Yeah. By the time we decided to do it Thrill Jockey was like it would be great if it could come out now, when it did, if we could finish it by January 1st. So we started at the end of November, and in that time I have to write all the lyrics and vocals and I never have that together until I get the music.
So did that constraint change the content of your lyrics this time around?
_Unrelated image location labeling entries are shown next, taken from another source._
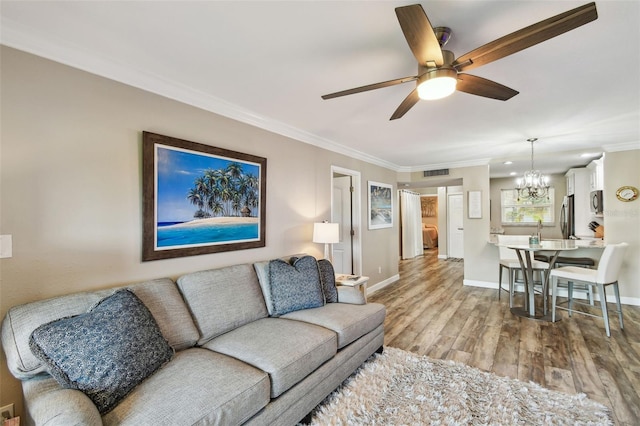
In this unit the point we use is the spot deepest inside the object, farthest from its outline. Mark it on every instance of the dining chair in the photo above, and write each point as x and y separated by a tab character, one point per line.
605	275
509	261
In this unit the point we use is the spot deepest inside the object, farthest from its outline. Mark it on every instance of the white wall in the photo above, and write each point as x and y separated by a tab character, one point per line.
71	197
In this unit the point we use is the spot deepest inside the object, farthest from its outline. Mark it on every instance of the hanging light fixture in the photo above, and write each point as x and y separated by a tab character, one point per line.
533	185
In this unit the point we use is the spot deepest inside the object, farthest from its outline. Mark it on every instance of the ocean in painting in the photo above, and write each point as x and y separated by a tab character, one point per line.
176	234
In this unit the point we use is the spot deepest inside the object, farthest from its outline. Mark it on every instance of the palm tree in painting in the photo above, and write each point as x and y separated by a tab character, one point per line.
225	192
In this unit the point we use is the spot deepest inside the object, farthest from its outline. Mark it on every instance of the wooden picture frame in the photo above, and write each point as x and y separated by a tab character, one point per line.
200	199
380	205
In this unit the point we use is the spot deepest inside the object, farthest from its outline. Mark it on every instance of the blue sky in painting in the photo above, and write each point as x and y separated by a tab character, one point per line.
177	170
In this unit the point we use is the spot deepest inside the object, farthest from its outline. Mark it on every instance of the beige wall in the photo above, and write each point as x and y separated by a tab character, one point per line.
622	219
71	186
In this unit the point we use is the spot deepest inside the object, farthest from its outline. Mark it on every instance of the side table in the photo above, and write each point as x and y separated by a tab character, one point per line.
357	281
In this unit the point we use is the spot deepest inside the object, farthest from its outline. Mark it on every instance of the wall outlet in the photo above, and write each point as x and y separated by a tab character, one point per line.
6	246
6	412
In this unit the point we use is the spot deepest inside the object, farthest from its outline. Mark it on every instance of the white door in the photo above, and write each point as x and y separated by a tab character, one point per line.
455	231
341	213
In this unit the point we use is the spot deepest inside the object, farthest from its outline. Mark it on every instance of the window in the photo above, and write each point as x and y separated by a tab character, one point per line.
527	212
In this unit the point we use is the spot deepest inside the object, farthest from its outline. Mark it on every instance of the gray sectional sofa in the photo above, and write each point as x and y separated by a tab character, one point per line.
243	344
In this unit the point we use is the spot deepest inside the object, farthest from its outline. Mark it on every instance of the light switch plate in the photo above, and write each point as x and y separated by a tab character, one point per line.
6	246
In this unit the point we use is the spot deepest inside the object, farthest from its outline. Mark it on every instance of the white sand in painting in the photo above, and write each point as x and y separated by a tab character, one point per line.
215	221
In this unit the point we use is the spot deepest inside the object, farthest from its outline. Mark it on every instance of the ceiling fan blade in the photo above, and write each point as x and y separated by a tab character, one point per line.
370	87
406	105
475	85
527	37
419	34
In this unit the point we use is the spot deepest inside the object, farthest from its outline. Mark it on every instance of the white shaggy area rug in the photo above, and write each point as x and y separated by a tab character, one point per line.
402	388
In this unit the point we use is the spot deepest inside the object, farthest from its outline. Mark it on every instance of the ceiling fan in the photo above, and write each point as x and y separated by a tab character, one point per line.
440	73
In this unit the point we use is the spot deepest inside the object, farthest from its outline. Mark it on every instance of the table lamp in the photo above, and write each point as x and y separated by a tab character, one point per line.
326	233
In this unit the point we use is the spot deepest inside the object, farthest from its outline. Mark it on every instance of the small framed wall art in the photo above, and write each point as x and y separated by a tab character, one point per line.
380	203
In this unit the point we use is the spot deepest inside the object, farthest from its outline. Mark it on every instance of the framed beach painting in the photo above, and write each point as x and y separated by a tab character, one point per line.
199	199
380	203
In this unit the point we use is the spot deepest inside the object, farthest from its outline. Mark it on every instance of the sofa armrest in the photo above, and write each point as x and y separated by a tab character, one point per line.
350	295
49	404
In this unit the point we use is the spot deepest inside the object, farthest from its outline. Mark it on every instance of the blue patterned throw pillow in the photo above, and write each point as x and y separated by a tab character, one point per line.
105	352
328	280
295	285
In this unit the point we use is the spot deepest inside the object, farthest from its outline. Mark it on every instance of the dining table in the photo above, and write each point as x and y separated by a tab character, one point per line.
525	253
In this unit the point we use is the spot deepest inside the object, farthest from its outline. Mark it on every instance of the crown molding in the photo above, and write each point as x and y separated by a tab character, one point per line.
627	146
18	37
452	165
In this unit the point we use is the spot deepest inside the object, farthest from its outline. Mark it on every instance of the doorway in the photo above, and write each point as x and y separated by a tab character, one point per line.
455	226
345	210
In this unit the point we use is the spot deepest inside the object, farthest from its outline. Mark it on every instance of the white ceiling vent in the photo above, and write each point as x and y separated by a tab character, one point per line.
439	172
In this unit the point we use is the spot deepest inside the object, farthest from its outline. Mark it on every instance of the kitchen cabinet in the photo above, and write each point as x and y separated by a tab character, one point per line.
596	178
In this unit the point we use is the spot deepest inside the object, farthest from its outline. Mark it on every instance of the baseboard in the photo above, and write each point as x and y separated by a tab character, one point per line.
633	301
383	284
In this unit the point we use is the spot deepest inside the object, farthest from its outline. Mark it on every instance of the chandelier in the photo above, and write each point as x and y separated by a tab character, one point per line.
533	185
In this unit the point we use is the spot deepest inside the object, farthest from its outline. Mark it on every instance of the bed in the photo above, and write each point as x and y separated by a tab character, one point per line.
429	235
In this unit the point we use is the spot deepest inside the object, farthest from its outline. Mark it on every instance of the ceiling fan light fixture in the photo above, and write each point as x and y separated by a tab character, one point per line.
437	84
When I start I don’t have any plans necessarily. I figure it out as I’m working on it, so one thing leads to another, and I do one song at a time. I’ll choose to start on one song first cause I think it’ll be easier or whatever to warm up—stay away from the ones I fear. There’s this one song, “Left Arm,” where I had worked out all these vocals for the front part, but it didn’t work so there are none, but I didn’t know that until I started dealing with it. I just respond to the tune at hand. For each one I finish it and move on to the next. I like to think of them as the lyrics develop their own logic within each song and that will carry into other ones, but they’re kind of insulated in that sense. It’s not always exactly intentionally oblique, there’s some straighter sounding stuff – I couldn’t name one of them.
Did the limited time also influence your technique? Eliminate the post-production stuff?
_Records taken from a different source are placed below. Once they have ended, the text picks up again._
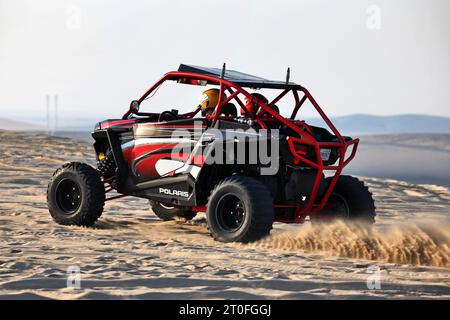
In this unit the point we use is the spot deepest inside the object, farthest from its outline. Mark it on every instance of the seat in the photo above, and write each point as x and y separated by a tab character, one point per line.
229	110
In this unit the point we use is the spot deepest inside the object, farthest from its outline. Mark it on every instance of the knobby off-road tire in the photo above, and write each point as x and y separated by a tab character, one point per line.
240	209
167	212
76	195
354	202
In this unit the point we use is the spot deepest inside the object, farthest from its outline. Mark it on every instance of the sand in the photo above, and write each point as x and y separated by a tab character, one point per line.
131	254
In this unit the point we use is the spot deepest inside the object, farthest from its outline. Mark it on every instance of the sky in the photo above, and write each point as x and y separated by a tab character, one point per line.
355	56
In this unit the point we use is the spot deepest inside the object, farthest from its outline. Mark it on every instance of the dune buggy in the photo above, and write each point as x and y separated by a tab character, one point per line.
144	155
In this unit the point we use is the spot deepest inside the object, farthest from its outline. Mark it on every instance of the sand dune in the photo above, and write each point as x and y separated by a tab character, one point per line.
132	254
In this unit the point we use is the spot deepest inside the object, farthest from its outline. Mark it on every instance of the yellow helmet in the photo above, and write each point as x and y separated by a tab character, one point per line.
209	100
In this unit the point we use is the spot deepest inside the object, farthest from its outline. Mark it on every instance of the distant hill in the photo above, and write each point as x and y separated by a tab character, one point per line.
8	124
369	124
351	124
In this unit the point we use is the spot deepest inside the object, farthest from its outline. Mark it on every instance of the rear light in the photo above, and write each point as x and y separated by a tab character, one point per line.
300	149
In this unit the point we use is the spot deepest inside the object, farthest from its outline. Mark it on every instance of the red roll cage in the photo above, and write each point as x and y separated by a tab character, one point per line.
233	90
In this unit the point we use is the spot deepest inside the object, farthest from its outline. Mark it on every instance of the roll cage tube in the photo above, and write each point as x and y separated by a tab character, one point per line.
301	211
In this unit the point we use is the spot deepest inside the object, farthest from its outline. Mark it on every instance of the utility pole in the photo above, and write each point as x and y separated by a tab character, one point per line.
47	98
55	102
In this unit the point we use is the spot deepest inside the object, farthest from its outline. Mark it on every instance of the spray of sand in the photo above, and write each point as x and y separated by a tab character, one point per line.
424	243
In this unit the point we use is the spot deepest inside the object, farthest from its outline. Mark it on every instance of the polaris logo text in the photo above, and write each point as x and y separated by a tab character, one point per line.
178	193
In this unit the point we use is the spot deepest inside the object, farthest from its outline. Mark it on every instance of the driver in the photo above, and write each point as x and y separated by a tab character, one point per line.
252	106
209	101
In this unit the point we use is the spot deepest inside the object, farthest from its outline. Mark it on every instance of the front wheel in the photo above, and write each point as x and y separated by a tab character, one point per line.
240	209
350	200
76	195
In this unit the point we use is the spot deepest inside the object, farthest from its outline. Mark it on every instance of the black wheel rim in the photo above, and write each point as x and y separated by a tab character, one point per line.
230	213
337	207
68	196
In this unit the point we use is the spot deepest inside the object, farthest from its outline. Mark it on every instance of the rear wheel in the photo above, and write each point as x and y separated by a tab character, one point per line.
168	212
240	209
76	195
350	200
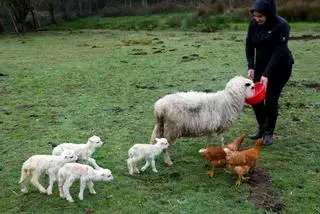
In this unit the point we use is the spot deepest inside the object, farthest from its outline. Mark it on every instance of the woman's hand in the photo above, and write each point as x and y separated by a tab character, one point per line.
264	81
251	74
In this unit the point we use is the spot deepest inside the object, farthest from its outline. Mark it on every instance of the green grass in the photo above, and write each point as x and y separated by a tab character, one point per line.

I think it was just for this record. We did the basic tracks at a different studio than the one we normally work at. It’s part of just changing it up a little bit, go somewhere else, record it somewhere else. We tend to sort of counteract the last record. The next record will have a house sound.
Well one thing, John and I are hoping to make an electronic record. We’re really into that stuff and have mountains of gear that we want to try and use.
So that’s just an idea at this point?
Well, we haven’t started. We’ve definitely been talking a lot about it. We don’t know what it will be like. We want to improvise with it, throw stuff out and not over work it. One of our early loose plans is to start in the studio without having prepared too much. Kind of show up, and see what happens – I think it’ll be great.
Have you ever recorded Sea and Cake material like that?
Not a whole record. I guess not really. I think one of the reasons for not—it could happen—we’re hoping to do another record and we might have to approach it that way. I don’t know when I’ll have time to write those other tunes. It almost feels like we should take advantage, regroup. I really don’t know at this point what would happen if it took another four years. I sort of hope I’ll maybe be doing something else. I can’t get into it.
You think the next one might be the last, if you do another one soon?
It’s hard. I wouldn’t want to say that exactly, or predict that. You could have asked me six months before we started this record and I wouldn’t have known if we were making another one. I will admit my creative interest could be quite fickle. I wouldn’t be shocked if I woke up one day and just wasn’t that interested in doing music. I’m exaggerating the point, but I’ve shifted priorities and music has been way, way, way behind my other pursuits. Not to be crass, but one thing that helps motivate me back to music is that I’m able to make a living. Play rock, make album, wash dishes, and mop floors. I wouldn’t do the music if it felt totally like being a whore.